Sumbangan pembangunan seperti masjid atau madrasah merupakan bagian dari amal jariyah yang dapat memberikan pahala bagi si penyumbang. Namun, kadangkala ada kasus dimana sumbangan tersebut tidak dapat dimanfaatkan dengan baik karena diselewengkan oleh salah seorang oknum panitia pembangunan. Lalu, apakah si penyumbang masih memperoleh pahala dari sumbangan tersebut?

Hadis Rasulullah disebutkan

عن أبي هريرة رضي الله عنه أن رسول الله - صلى الله عليه وسلم - قال : قال رجل : لأتصدقنّ بصدقة، فخرج بصدقته فوضعها في يد سارق، فأصبحوا يتحدثون : تُصُدِّق على سارق، فقال : اللهم لك الحمد !، لأتصدقنّ بصدقة، فخرج بصدقته فوضعها في يدي زانية، فأصبحوا يتحدثون : تُصُدِّق الليلة على زانية، فقال : اللهم لك الحمد على زانية !، لأتصدقنّ بصدقة، فخرج بصدقته فوضعها في يدي غني، فأصبحوا يتحدثون : تُصُدِّق على غني، فقال : اللهم لك الحمد على سارق وعلى زانية وعلى غني !، فأُتي فقيل له : أما صدقتك على سارق، فلعله أن يستعف عن سرقته، وأما الزانية، فلعلها أن تستعف عن زناها، وأما الغني، فلعله يعتبر فينفق مما أعطاه الله -  متفق عليه

Menurut hadits riwayat Abi Hurairah, Rasulullah saw. bersabda bahwa seorang lelaki berkata, "Demi Allah aku akan bershadaqah dengan suatu shadaqah". Lelaki tersebut mengeluarkan shadaqahnya dan menyampaikannya ke tangan seorang pencuri.
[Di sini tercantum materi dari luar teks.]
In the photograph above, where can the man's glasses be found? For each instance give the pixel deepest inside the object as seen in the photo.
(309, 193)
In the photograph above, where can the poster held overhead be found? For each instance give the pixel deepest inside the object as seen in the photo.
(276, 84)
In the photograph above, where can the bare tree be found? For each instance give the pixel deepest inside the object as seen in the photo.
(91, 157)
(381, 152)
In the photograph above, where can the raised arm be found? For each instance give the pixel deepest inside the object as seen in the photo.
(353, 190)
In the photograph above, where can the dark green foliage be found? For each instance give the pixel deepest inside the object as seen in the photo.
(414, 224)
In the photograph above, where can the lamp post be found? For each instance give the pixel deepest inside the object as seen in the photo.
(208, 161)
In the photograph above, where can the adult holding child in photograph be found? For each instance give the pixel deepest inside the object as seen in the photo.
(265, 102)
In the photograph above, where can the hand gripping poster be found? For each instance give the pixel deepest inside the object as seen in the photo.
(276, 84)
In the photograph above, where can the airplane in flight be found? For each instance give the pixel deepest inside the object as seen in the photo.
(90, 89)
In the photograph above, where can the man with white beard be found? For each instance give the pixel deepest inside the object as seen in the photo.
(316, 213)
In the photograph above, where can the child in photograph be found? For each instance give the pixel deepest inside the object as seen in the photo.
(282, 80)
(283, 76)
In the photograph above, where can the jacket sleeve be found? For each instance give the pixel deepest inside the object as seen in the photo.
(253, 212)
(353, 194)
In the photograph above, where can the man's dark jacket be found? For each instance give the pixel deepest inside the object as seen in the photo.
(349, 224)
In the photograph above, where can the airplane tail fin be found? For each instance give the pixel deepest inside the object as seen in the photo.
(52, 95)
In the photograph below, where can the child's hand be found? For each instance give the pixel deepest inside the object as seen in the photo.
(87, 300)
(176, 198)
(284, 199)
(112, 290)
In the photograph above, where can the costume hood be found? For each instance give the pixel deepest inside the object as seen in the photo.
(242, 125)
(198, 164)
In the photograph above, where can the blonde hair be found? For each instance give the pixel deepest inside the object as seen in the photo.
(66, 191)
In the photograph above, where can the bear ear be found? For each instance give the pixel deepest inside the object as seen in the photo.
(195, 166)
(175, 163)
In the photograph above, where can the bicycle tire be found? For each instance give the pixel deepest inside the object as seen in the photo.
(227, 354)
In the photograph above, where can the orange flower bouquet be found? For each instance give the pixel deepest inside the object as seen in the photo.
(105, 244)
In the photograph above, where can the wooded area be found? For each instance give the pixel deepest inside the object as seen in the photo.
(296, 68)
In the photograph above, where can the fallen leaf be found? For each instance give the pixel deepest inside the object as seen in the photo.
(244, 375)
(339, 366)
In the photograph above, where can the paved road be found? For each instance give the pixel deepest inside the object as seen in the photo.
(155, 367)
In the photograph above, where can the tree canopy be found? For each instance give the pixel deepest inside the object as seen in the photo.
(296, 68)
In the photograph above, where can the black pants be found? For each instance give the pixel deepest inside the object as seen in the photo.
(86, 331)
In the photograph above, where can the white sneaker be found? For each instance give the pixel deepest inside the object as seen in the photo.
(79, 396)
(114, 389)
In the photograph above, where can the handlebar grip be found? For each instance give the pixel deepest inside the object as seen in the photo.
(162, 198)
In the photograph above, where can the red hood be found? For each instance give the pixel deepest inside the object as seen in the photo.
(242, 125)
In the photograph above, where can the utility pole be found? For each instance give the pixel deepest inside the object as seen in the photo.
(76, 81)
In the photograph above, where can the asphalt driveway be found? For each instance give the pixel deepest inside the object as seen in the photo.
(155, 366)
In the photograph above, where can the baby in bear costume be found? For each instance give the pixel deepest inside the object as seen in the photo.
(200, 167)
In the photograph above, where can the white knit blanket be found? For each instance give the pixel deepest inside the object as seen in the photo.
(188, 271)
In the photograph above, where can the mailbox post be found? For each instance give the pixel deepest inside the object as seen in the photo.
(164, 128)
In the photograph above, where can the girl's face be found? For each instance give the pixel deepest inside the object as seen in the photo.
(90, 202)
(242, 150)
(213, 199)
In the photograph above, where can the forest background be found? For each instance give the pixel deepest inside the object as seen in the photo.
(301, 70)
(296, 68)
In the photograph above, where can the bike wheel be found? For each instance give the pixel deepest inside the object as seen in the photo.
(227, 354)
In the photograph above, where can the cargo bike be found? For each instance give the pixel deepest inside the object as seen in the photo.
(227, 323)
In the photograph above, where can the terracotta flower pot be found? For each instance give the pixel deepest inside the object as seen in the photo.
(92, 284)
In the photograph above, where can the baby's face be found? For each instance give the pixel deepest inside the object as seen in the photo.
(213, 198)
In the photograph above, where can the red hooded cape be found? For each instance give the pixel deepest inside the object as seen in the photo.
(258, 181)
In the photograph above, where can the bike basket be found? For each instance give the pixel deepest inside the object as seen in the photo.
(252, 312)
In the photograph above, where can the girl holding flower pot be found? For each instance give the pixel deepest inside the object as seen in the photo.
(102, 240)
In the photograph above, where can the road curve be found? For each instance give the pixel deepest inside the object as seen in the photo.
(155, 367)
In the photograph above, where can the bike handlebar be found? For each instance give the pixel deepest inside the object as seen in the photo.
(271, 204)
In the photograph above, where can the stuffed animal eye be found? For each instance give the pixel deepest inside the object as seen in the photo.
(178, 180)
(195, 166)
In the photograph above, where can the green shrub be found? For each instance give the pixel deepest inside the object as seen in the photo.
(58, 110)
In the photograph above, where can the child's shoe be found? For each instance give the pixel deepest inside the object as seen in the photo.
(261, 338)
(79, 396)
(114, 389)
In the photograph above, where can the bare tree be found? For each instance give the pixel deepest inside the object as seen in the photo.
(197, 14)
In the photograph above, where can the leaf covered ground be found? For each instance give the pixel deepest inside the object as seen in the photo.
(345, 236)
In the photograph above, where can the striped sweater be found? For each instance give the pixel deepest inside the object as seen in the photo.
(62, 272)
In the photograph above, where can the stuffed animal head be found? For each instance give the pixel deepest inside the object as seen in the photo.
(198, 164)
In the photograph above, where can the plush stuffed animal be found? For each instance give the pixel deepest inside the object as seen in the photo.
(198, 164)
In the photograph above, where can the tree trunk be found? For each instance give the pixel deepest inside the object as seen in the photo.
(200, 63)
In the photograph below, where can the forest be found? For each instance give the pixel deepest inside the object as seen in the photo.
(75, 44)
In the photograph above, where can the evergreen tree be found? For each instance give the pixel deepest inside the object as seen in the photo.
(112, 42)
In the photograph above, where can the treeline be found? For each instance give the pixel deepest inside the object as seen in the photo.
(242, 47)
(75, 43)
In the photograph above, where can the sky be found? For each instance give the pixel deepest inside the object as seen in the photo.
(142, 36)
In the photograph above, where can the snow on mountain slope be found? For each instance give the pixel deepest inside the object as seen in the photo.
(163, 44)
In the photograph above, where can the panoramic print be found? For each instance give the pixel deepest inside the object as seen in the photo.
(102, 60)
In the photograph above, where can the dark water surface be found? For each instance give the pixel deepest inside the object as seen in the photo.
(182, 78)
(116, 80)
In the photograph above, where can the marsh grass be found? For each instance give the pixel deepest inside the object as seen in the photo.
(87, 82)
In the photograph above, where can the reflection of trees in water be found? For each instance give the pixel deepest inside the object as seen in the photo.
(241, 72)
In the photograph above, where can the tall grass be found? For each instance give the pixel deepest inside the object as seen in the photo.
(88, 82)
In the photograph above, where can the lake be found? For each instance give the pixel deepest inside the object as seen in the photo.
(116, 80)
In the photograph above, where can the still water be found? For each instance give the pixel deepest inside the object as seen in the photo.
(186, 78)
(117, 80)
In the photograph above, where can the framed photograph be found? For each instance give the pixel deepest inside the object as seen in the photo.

Lalu banyak orang memperbincangkannya, "Bukan main, seorang pencuri diberi shadaqah". Kemudian lelaki tersebut berkata, "Ya Allah, bagi-Mu segala puji, demi Allah aku akan bershadaqah dengan suatu shadaqah". Ia mengeluarkan shadaqahnya lagi dan menyampaikannya ke tangan seorang wanita pezina. Lalu banyak orang memperbincangkannya, "Bukan main, seorang wanita pezina diberi shadaqah". Kemudian lelaki tersebut berkata, "Ya Allah, bagi-Mu segala puji atas shadaqahku kepada pencuri, wanita pezina dan orang kaya".

Dari hadits ini dapat diambil kesimpulan bahwa si penyumbang masih memperoleh pahala dari sumbangan tersebut meskipun sumbangan tersebut tidak dapat dimanfaatkan dengan baik. Kecurangan dan kelalaian yang terjadi ada pada pihak panitia, bukan pada si penyumbang. Oleh karena itu, pahala yang akan didapatkan masih sama, selama niat si penyumbang baik dan tulus.

Kesimpulannya, si penyumbang tidak perlu merasa khawatir dan meragukan pahala yang akan didapatkan meskipun sumbangan tersebut tidak dapat dimanfaatkan dengan baik. Hal terpenting adalah niat dan keikhlasan si penyumbang dalam memberikan sumbangan. Amal jariyah akan terus memberikan pahala meskipun sumbangan tersebut tidak dapat diambil manfaatnya oleh orang lain.